Похоже, он тоже не очень понимал, как обращаться с молодой мирянкой в драных джинсах и дорогих кроссовках, которая вот уже три месяца приходит ковыряться в церковных грядках, а в церковь не заходит.

И по сей день не знаю почему отец Владимир однажды спросил меня: «Жить есть где?» А главное, не знаю, почему я ответила: «Нет». Это при том, что мать с сыном вот-вот должны были отбыть на дачу на все лето, а с отцом мы практически не пересекались. Переселялась я из родительской квартиры в голубой домик почти без вещей. Их и девать тут было некуда – кроме железной кровати в комнате стояли только тумбочка и стул.

Зеркала не было.

Шкафа не было.

Денег у меня тоже не было, так как не было работы – я только что в очередной раз уволилась.

Занавесок на окнах не было – я приспособила два павловопосадских платка, которые нашлись у отца Владимира.

– Слушайте, мне неловко, я же и не верующая, и не понимаю ничего в ваших делах. Праздников, молитв, правил не знаю…

– А не твоя забота. Делай, что я и Николай тебе говорим, да и всё. Живи.

Шла еще одна весна, наступало еще одно лето.

5:00 – подъем. В Москве есть птицы. Они начинают чирикать и пищать с солнцем, а в летние месяцы – это часа в четыре. В пять небо уже светлое, воздух легкий, прохладно и тихо. Нужно выкатиться из неудобной сетчатой железной кровати, как из гамака. Туалет и душ – в отдельном строеньице.

Отец Владимир вставал с солнцем и начинал день с молитвы – в церкви или у себя в домике перед старой, невзрачной, темной иконой. Мое благоговение вызывала непреложность такого начала каждого дня. Одинокая, укромная молитва казалась удивительной моему испорченному, привыкшему к повсеместной показухе уму.

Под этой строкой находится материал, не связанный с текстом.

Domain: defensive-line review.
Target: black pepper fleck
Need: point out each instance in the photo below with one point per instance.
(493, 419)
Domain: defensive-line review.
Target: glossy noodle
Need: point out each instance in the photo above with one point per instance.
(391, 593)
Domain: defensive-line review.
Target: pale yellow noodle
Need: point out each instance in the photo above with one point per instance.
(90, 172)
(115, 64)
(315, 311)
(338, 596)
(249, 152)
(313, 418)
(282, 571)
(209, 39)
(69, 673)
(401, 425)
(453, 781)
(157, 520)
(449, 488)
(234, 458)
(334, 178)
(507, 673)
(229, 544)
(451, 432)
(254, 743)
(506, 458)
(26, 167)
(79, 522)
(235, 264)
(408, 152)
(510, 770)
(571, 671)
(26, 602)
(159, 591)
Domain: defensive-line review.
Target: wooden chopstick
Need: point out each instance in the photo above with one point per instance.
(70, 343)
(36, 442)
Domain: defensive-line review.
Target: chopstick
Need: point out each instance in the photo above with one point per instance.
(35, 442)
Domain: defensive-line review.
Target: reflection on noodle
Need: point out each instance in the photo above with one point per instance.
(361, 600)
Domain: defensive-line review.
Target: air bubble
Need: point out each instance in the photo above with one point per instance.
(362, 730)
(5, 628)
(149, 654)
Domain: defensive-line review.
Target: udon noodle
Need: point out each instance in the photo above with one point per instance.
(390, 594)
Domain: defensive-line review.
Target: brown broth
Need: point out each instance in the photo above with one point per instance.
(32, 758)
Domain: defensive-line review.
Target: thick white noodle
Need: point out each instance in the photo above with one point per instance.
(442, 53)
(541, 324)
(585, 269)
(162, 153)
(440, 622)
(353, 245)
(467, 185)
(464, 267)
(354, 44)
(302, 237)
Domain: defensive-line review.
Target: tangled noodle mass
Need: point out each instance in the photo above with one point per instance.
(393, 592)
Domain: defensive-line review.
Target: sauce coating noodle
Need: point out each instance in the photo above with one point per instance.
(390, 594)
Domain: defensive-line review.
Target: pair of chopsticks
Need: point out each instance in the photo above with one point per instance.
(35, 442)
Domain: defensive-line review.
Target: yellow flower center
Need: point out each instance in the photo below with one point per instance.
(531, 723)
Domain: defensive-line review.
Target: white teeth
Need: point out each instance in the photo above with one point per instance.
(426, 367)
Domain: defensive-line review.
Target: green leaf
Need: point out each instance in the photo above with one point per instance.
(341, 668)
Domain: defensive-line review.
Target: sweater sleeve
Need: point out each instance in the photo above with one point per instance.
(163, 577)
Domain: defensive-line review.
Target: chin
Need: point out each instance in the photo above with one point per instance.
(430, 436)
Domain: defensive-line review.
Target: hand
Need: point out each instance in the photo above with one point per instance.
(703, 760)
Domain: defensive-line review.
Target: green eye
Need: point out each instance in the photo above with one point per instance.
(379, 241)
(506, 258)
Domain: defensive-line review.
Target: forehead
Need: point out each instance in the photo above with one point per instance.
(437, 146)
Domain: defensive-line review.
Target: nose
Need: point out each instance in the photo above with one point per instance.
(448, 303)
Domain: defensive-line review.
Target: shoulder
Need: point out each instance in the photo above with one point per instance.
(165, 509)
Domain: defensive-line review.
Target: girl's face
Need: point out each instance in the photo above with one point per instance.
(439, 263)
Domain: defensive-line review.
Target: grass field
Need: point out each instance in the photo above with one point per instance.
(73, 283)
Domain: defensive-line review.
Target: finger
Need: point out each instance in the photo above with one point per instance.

Чай мы пили у него на крыльце втроем – отец Владимир, дед Николашка и я. Там стоял столик, накрытый клеенкой, и два стула. Пили мы этот утренний чай молча. То было не суровое, скорее, благостное молчание – в окружении утренних звуков, на редкость жизнерадостных и деревенских. В соседнем дворе у кого-то в пятиэтажках даже кричал петух.

5:30 – утреня.

Утренняя служба по канону должна совершаться перед восходом солнца, однако даже в 5:30 у нас редко когда появлялся кто-то из прихожан. Но отец Владимир всегда службу проводил. Вполголоса, больше для себя и для Бога. Я слушала, ходила по церкви, снимала отгоревшие свечки. Дед Николашка иногда стоял рядом со свечкой в руках, шептал за священником, иногда слушал из сада, за работой.